Pada Suatu Senja yang Terlewat

Oleh: Fariha Ilyas

......dan barangkali hidup tak seluruhnya mesti dicecap, sebagian daripadanya mesti direlakan untuk berlalu tanpa teralami. (Han)

Tanpa aba-aba, karena mungkin telah menjadi rentetan yang tertib, hari menjadi hitam. Aku terlena dalam kekacauan. Setumpuk buku yang kukira akan menuntunku sore tadi justru menghempaskanku ke tepian jurang yang dalam. Hampir saja aku terperosok dan binasa. Tapi aku tak mau.

Kulemparkan buku-buku pembunuh itu dengan rasa muak dan benci. Muak dan benci pada diriku sendiri yang tak mampu. Kupejamkan mataku dan aku masuk ke sebuah dunia gelap, lebih gelap dari awal malam ini, atau bahkan akhirnya nanti.

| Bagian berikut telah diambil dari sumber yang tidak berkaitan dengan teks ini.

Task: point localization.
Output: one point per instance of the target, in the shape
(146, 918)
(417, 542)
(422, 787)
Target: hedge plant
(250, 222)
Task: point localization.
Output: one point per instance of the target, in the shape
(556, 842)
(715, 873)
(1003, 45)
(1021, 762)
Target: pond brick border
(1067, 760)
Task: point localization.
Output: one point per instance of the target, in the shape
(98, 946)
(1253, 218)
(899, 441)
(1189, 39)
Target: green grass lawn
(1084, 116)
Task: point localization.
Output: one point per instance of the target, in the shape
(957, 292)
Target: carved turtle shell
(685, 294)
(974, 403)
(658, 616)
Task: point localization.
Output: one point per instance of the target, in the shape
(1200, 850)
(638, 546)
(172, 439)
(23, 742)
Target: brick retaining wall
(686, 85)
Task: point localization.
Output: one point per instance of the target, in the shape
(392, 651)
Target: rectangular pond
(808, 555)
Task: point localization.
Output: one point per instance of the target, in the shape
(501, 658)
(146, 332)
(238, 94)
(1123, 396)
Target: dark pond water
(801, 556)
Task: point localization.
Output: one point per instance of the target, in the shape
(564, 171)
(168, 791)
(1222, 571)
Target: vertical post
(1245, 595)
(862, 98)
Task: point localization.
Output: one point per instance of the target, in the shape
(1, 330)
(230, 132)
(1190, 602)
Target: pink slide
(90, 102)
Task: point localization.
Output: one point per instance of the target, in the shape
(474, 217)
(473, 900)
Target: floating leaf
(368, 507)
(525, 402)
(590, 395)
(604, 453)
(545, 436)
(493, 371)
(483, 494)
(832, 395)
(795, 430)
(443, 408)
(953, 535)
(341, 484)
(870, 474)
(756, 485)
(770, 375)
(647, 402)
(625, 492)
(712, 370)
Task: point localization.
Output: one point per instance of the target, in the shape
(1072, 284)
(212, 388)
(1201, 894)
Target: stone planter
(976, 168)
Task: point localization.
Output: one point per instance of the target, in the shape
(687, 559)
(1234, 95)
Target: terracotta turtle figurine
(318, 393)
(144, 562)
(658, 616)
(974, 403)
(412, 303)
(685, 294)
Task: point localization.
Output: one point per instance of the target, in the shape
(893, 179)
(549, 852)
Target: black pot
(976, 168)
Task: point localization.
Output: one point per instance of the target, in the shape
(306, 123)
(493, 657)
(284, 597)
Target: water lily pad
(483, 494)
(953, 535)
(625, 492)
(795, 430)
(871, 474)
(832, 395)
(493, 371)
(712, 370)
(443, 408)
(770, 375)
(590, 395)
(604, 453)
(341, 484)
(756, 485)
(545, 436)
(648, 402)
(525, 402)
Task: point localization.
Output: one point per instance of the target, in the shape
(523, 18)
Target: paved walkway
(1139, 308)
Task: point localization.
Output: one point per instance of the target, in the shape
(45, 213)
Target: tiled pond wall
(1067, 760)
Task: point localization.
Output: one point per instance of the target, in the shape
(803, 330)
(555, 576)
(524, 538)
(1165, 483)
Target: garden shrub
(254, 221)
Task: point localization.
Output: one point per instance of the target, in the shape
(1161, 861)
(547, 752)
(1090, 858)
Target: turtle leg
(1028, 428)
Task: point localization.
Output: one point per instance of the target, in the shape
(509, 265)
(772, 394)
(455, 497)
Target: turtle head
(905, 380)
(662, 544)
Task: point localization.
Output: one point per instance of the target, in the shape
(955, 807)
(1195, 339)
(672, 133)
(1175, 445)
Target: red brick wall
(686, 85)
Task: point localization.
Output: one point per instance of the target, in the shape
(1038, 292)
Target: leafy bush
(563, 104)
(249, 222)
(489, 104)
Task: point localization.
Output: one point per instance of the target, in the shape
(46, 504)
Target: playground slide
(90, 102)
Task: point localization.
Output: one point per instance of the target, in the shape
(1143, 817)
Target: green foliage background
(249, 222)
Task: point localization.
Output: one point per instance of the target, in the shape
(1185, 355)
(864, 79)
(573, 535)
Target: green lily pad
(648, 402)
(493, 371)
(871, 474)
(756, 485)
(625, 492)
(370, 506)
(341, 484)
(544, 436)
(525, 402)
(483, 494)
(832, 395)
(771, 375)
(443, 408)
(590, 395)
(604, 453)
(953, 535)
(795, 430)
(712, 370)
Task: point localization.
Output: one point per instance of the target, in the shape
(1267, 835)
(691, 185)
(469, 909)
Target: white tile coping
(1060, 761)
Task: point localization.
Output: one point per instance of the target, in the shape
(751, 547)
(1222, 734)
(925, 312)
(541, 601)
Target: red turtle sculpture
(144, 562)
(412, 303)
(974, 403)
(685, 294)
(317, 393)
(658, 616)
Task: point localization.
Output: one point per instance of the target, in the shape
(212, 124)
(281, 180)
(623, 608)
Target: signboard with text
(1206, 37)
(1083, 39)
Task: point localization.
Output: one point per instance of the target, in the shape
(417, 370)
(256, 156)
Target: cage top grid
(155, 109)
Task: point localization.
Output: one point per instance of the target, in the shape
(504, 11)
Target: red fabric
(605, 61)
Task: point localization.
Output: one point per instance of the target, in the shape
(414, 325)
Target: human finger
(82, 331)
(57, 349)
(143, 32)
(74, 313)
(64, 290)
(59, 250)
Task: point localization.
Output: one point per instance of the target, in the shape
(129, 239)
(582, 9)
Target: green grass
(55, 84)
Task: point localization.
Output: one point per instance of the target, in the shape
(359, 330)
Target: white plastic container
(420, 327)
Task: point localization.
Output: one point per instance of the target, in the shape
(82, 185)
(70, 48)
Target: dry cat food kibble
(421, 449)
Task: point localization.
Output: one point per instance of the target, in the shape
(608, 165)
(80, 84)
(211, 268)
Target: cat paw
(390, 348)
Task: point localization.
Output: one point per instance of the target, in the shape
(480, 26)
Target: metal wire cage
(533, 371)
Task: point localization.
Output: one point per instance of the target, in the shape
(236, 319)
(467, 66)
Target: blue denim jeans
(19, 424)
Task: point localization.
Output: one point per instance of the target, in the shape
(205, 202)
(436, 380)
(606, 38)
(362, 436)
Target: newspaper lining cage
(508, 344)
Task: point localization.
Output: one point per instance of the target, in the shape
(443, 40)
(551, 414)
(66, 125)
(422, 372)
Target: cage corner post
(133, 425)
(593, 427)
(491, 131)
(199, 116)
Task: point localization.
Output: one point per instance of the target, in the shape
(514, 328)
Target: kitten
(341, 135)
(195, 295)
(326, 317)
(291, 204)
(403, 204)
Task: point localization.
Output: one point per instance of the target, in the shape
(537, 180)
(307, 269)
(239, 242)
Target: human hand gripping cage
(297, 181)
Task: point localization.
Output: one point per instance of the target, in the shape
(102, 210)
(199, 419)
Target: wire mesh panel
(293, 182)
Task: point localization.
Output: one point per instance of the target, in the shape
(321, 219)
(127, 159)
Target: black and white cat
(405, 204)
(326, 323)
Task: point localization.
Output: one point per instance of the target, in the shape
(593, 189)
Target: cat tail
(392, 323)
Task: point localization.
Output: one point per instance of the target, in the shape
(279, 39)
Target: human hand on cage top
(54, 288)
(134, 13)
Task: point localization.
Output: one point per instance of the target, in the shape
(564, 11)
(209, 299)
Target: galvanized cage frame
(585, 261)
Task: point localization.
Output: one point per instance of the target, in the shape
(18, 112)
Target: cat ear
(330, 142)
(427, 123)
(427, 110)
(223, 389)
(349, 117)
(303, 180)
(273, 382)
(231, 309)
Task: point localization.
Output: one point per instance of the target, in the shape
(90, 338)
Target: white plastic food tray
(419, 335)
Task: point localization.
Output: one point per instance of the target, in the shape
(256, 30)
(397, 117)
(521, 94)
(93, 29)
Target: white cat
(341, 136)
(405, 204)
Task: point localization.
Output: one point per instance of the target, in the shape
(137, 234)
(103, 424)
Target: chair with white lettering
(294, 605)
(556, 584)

Di dalam kepekatan yang tak tersentuh cahaya itu aku berjalan menabrak-nabrak. Rasanya aku terluka, tapi luka itu tak nampak, dan tak mungkin akan nampak, ia hanya mampu kuraba dan kuperkirakan seberapa parahnya.

Kemudian aku merasakan kedua kakiku tak menjejak apa-apa. Aku melayang, dalam gelap yang masih sama. Entah berapa lama gelap itu, aku tak tahu, karena aku tak merasakan waktu. Aku hilang kesadaran, pingsan, dan mungkin mati.

Diam. Diam. Diam.

Diam. Diam. Diam.

“Ahhhhhhhhhhhhhhhhhhh!” teriakku. Aku merasakan ada guncangan maha hebat yang menghempasku. Melemparkanku dari ketiadaan sadarku yang tak kuketahui awalnya. Aku terjatuh, terjatuh, terjatuh, terus terjatuh tanpa henti-henti. Aku frustasi dengan ketidakpastian ini. Terlalu menyiksa. Sial! Karena kesadaranku ada maka nalarku bekerja. Aku berharap akan segera mendarat, walau ada ketakutan pada mati. Aku berharap kabar pasti bahwa aku tak akan pernah mendarat. Hanya untuk membuatku mengerti akan kepastian. Setelah itu aku akan abaikan pikiranku. Setidaknya dengan kepastian itu aku tahu mana yang akan berguna dan percuma.

Aku masih merasa terjatuh. Melayang-layang. Aku pingsan lagi, karena entah. Atau aku mati lagi?

Aku mati. Mati.

Mati.

Senja barangkali akan terus berganti-ganti. Sedang aku akan mengiringya dengan pasrah. Senja kali ini aku mati.

Senja esok, mungkin aku akan hidup kembali.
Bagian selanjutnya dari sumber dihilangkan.